Se l’agricoltura intensiva, basata su produzioni a bassa diversità, è particolarmente vulnerabile ai cambiamenti climatici, al degrado del suolo e alla scarsità d’acqua, l’agricoltura ecologica rappresenta la principale strategia di resilienza. Anche nel campo della zootecnia i modelli di allevamento ecologico possono offrire vantaggi ai processi ecosistemici, inclusa la resilienza alla siccità.

Una riduzione molto significativa dell’impronta idrica dei prodotti agricoli in Europa potrebbe essere raggiunta passando a diete più sane, ricche di frutta e verdura e con meno carne e latticini: con una «dieta europea» di questo tipo si potrebbero risparmiare 1.292 litri pro capite al giorno, il 30% dell’impronta idrica per il consumo di prodotti agricoli rispetto alla situazione attuale.

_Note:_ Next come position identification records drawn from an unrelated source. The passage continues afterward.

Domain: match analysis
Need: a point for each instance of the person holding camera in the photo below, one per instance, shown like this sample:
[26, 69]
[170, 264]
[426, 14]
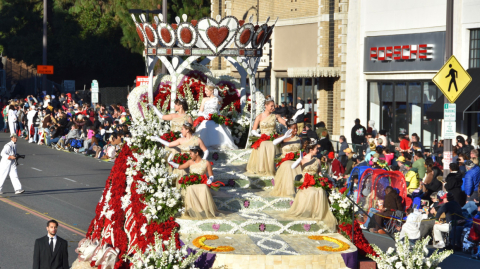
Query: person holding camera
[8, 166]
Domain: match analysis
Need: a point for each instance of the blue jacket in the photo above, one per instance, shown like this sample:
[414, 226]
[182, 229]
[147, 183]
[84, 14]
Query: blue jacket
[471, 180]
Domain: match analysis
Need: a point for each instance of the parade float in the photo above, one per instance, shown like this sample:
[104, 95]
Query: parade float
[139, 222]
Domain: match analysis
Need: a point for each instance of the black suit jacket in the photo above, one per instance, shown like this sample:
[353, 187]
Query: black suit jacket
[43, 258]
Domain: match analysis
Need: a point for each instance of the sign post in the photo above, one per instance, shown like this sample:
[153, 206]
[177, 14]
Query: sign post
[95, 91]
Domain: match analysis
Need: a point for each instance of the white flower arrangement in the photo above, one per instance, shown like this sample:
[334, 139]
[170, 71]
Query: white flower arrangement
[163, 254]
[408, 257]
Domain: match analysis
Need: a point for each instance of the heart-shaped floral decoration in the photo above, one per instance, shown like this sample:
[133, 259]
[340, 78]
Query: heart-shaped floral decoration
[217, 35]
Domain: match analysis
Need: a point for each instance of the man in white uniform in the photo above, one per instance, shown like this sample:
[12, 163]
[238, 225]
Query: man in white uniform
[8, 167]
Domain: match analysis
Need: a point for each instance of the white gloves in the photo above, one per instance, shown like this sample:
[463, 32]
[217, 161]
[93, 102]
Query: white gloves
[158, 139]
[255, 133]
[297, 162]
[298, 113]
[280, 139]
[159, 114]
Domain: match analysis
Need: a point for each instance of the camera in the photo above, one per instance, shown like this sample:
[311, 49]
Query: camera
[18, 156]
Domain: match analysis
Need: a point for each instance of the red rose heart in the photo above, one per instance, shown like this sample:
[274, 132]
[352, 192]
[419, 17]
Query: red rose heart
[245, 36]
[149, 33]
[260, 36]
[166, 35]
[186, 35]
[217, 34]
[139, 32]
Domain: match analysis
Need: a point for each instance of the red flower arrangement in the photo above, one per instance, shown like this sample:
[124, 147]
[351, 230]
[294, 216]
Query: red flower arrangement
[359, 241]
[288, 157]
[316, 181]
[262, 138]
[181, 158]
[171, 136]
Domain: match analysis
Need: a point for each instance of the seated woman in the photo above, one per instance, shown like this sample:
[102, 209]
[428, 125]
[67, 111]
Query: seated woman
[182, 145]
[311, 202]
[215, 136]
[177, 119]
[199, 203]
[285, 176]
[261, 160]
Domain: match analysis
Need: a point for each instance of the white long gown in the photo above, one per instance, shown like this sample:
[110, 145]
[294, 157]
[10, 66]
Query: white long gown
[214, 136]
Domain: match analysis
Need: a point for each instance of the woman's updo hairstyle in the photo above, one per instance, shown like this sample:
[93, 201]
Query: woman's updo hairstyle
[182, 102]
[187, 125]
[309, 145]
[197, 150]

Per compiere questi cambiamenti sono necessari sostanziosi investimenti, sia in termini di ricerca sulle innovazioni agroecologiche, sia per sostenere gli agricoltori e allevatori in una vera transizione ecologica, diminuendo anche il numero dei capi allevati, e incoraggiare i consumatori nell’adozione di diete con un minore impatto.

L’Italia si appresta a varare il Pnrr (Piano Nazionale di Resilienza e Ripresa) e la Strategia Nazionale sulla nuova Politica Agricola Comune. Fiumi di soldi, l’ultima occasione per non arrivare a spremere il pianeta fino all’ultima goccia.